Proof for the if part:
Given ##u, v## are coprime with ##u > v## and exactly one of them is odd. Let ##x = u^2 - v^2, y = 2uv, z = u^2 + v^2##. ##x^2 + y^2 = (u^4 + v^4 - 2u^2v^2) + 4u^2v^2 = (u^4 + v^4 + 2u^2v^2) = (u^2 + v^2)^2##
##\Rightarrow x^2 + y^2 = z^2##. Thus ##x, y, z## form a Pythagorean triplet. To prove that it is a primitive triplet, let us assume that on the contrary ##x, y## have some common prime divisor ##p##.
##p \mid x \Rightarrow p \mid x^2 \Rightarrow p \mid (u - v)(u + v)##.
(Eq.1)
Note that ##p## cannot be 2 since ##x## is odd. Thus ##p \mid y \Rightarrow p \mid 2uv \Rightarrow uv##
##\Rightarrow p \mid u## or ##p \mid v##
(Eq. 2)
Since ##u, v## are coprime, we may assume without loss of generality in
(Eq. 2) that ##p \mid u##. But this contradicts
(Eq. 1) since both ##(u-v)## and ##(u+v)## must be coprime w.r.t. ##u## and hence neither of them can have ##p## as their divisor. Thus the assumption of there being a common prime divisor for ##x,y## must be wrong and hence the triplet must be primitive.

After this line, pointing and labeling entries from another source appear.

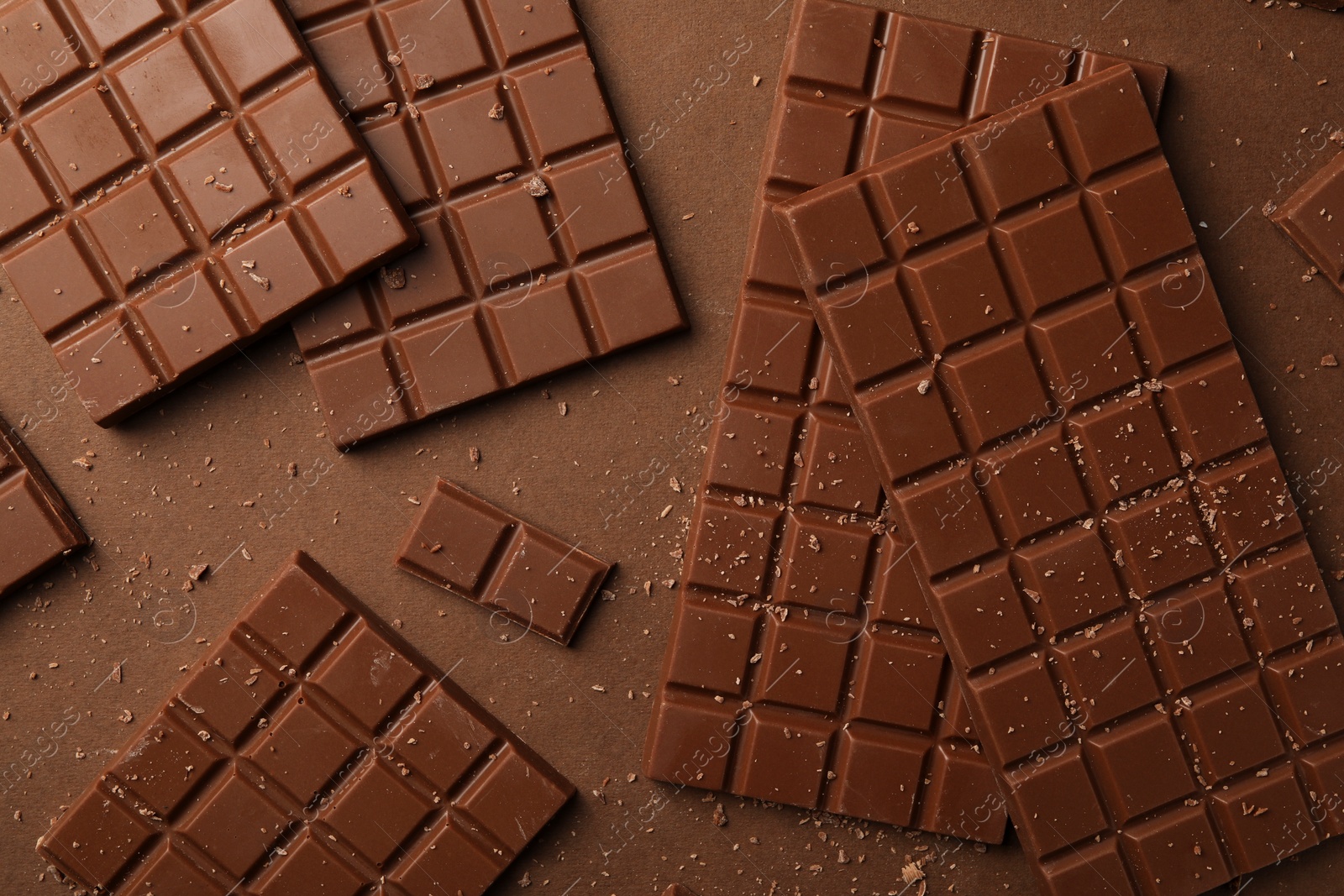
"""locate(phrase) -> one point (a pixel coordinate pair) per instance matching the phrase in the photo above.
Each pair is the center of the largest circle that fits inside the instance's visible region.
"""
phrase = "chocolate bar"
(538, 253)
(178, 181)
(1308, 217)
(803, 665)
(523, 574)
(1102, 528)
(311, 752)
(37, 526)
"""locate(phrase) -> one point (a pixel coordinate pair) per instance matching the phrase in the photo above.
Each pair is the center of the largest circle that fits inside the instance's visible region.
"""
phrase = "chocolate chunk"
(311, 752)
(803, 665)
(37, 526)
(490, 557)
(1310, 217)
(143, 163)
(538, 253)
(1097, 515)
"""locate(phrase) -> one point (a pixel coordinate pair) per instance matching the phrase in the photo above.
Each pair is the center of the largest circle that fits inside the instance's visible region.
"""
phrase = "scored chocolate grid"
(835, 66)
(492, 322)
(234, 758)
(152, 352)
(1082, 852)
(499, 562)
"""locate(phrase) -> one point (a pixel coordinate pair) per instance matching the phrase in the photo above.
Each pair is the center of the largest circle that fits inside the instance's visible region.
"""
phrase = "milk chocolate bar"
(178, 181)
(803, 664)
(37, 526)
(538, 254)
(1308, 217)
(312, 752)
(523, 574)
(1023, 322)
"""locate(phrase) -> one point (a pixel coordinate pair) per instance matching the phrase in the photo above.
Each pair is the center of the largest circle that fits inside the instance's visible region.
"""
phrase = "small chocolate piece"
(1105, 535)
(490, 557)
(1310, 217)
(312, 752)
(803, 664)
(37, 527)
(538, 251)
(178, 181)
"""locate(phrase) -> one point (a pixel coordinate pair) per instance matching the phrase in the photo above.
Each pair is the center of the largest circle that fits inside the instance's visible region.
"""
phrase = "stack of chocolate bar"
(981, 396)
(990, 526)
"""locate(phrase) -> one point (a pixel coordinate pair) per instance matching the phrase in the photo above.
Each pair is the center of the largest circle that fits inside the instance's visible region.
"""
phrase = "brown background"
(171, 483)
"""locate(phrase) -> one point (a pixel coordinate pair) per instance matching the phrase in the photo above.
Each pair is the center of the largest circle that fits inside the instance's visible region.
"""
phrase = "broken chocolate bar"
(37, 527)
(538, 254)
(803, 664)
(1308, 217)
(524, 574)
(1023, 322)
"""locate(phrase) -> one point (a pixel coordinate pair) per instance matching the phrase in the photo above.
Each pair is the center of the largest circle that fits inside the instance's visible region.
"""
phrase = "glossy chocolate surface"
(803, 664)
(37, 526)
(1308, 217)
(1106, 537)
(537, 249)
(178, 181)
(312, 752)
(519, 571)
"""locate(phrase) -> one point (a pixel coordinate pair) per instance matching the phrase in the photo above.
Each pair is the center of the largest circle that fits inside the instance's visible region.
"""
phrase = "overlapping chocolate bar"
(1043, 372)
(538, 253)
(178, 181)
(803, 664)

Proof for the only if part:
Suppose ##(x, y, z)## is a primitive Pythagorean triplet with ##x^2 + y^2 = z^2##. We already proved that any such triplet must have an odd ##z## and exactly one odd number on LHS. Without loss of generality, let us assume that ##x## is the odd number on LHS (and so ##y## must be even). Since both ##x## and ##z## are odd and ##z > x##, we may rewrite them as ##x = (a - b), z = (a+b)## where ##a, b## are positive integers given by ##a = \dfrac {x + z} {2}## and ##b = \dfrac {z - x} {2}##.
(Eq. 3)
Thus ##y^2 = z^2 - x^2 \Rightarrow (a+b)^2 - (a-b)^2 = 4ab \Rightarrow y = 2 \sqrt {ab}##.
(Eq. 4)
Since ##y## is an integer, ##ab## must be a perfect square.
(Eq. 5)
##a, b## must be coprime since otherwise ##ab##, ##(a-b)## and ##(a+b)## will have some common prime divisor ##p## which would contradict the initial assumption that ##(x, y, z)## have no common divisor. This condition together with
(Eq. 5) implies that ##a## and ##b## must themselves be perfect squares coprime w.r.t. each other. Thus we may write ##a=u^2, b=v^2## for some coprime integers ##u, v## with ##u > v##. Substituting for ##a, b## in
(Eq. 3) and
(Eq. 4) we get ##x = u^2 - v^2, z = u^2 + v^2## and ##y = 2 \sqrt {u^2 v^2} = 2uv##. Hence proved.